Unterschiede in der Geschwindigkeit des Zeitflusses, können meist ignoriert werden. Unsere Geschichte spielt wahrscheinlich auf der Oberfläche des selben Planeten (ungefähr identisches Schwerefeld) und selbst wenn nicht, wären die Unterschiede so minimal, dass sie niemand bemerken würde (es sei denn irgendjemand reist mit annähernder Lichtgeschwindigkeit). Sagen wir also vereinfacht, dass sich alle aktuellen Geschehnisse der Welt mit konstanter Geschwindigkeit durch die Zeit bewegen.


Damit können wir doch arbeiten. Der Punkt ist beispielsweise der 3. Oktober 1788 um 14:30 Uhr und bewegt sich pro Sekunde, um eine Sekunde auf der Zeitlinie vorwärts. Da dies unsere Gegenwart ist, wird sie trotz dieser "natürlichen Zeitreise" als "Zeitpunkt 0" beschrieben.

3. Gleiche Geschwindigkeit zu jedem Zeitpunkt

Im Wesentlichen ist auch das eine Vereinfachung. Die Realität ist weit komplizierter, doch ob wir die aktiv bemerken würden? Wohl eher nicht. Daher können wir uns im Zuge unserer Geschichte darauf einigen, dass wenn in der Vergangenheit (-1) oder Zukunft (+1) fünf Minuten vergehen, das dies auch in den anderen Zeitabschnitten so sein wird. Also quasi wie ein unrealistischer Autobahn-Stau, wo ein Auto am Nächsten hängt und jeder mit gleicher Geschwindigkeit fährt (sagte ich schon, dass er unrealistisch ist?).
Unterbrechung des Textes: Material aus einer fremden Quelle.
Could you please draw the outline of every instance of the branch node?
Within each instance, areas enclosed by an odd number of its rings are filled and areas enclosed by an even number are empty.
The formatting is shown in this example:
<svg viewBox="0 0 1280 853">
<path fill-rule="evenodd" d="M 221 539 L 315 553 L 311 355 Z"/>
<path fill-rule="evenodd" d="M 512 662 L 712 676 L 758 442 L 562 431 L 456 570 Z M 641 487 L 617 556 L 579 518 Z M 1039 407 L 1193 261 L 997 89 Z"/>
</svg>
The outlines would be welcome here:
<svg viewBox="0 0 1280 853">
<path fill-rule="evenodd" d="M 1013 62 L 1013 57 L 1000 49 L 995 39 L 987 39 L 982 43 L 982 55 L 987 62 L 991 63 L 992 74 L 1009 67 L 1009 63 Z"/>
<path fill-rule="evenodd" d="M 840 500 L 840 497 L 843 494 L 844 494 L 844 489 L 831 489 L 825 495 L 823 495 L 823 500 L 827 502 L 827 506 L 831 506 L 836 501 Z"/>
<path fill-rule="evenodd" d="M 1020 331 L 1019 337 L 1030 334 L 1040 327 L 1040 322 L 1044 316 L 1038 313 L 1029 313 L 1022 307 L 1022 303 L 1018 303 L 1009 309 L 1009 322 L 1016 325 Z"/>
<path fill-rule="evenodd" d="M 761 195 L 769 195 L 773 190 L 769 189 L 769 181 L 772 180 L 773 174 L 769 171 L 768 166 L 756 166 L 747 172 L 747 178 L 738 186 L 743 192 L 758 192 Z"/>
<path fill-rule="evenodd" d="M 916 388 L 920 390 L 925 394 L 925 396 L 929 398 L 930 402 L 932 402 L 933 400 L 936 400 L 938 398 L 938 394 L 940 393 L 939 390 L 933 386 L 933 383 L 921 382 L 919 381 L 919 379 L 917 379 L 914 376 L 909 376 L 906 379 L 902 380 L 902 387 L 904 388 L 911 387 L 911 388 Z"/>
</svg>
Da jeder Punkt mit der gleichen Geschwindigkeit "reist", verzichte ich zukünftig auf die gelben Pfeile.

4. Aktionen führen zu Reaktionen

Im Wesentlichen ist das sehr simpel. Wenn ich hier und jetzt ein Glas Wasser fallen lassen würde, wäre mein Boden ab diesem Zeitpunkt klitschnass und voller Scherben. Hätte ich vor 10 Sekunden ein Glas Wasser fallen lassen, wäre der Boden seit 10 Sekunden klitschnass und voller Scherben und ich wüsste auch seit 10 Sekunden davon. Das Ereignis findet also nicht schlagartig 10 Sekunden später statt, ohne, dass ich etwas davon mitbekommen hätte, denn ich war ja laut der konstanten Zeitlinie dabei. Das ist logische Alltagserfahrung - wo wir zum nächsten Punkt kommen:

5. Niemand bemerkt Veränderungen

Unsere Erfahrungen können sich nicht schlagartig oder bemerkbar ändern, wenn etwas im Zeitfluss durch einen Zeitreisenden manipuliert wird. Weder als unbeteiligte Person, noch der Zeitreisende selbst (sofern es ihn betrifft). Würde Zeitreisender Olaf in die Vergangenheit reisen und versehentlich (ohne Absicht) dafür sorgen, dass er während des ersten Zeitsprunges andere Kleidung trägt (von Blau auf Rot), würde sich die Zeitlinie dahingehend ändern, dass Olaf eben plötzlich Rot trägt, aber selbst nichts davon mitbekommt, da er laut seinem eigenen Wissen sie ja die ganze Zeit trug. Das würde weder ihm, noch sonst irgendwem komisch vorkommen. Er würde allerhöchstens erkennen: "Aha, so habe ich also diese Kleiderwahl damals vorgenommen". Diese Begebenheit grafisch ausgedrückt:


Jedenfalls wäre das der klassische Fall von Auswirkungen. Es ist wichtig ihn zu verinnerlichen, um die Komplexität und Abhängigkeiten zu verstehen. Allerdings existieren noch andere Zeitreisemodelle, die diesen und den nächstfolgenden Punkt erheblich beeinflussen. Für das Grundmodell einer starren einzelnen Zeitlinie, wollen wir jedoch erstmal bei eben dieser bleiben.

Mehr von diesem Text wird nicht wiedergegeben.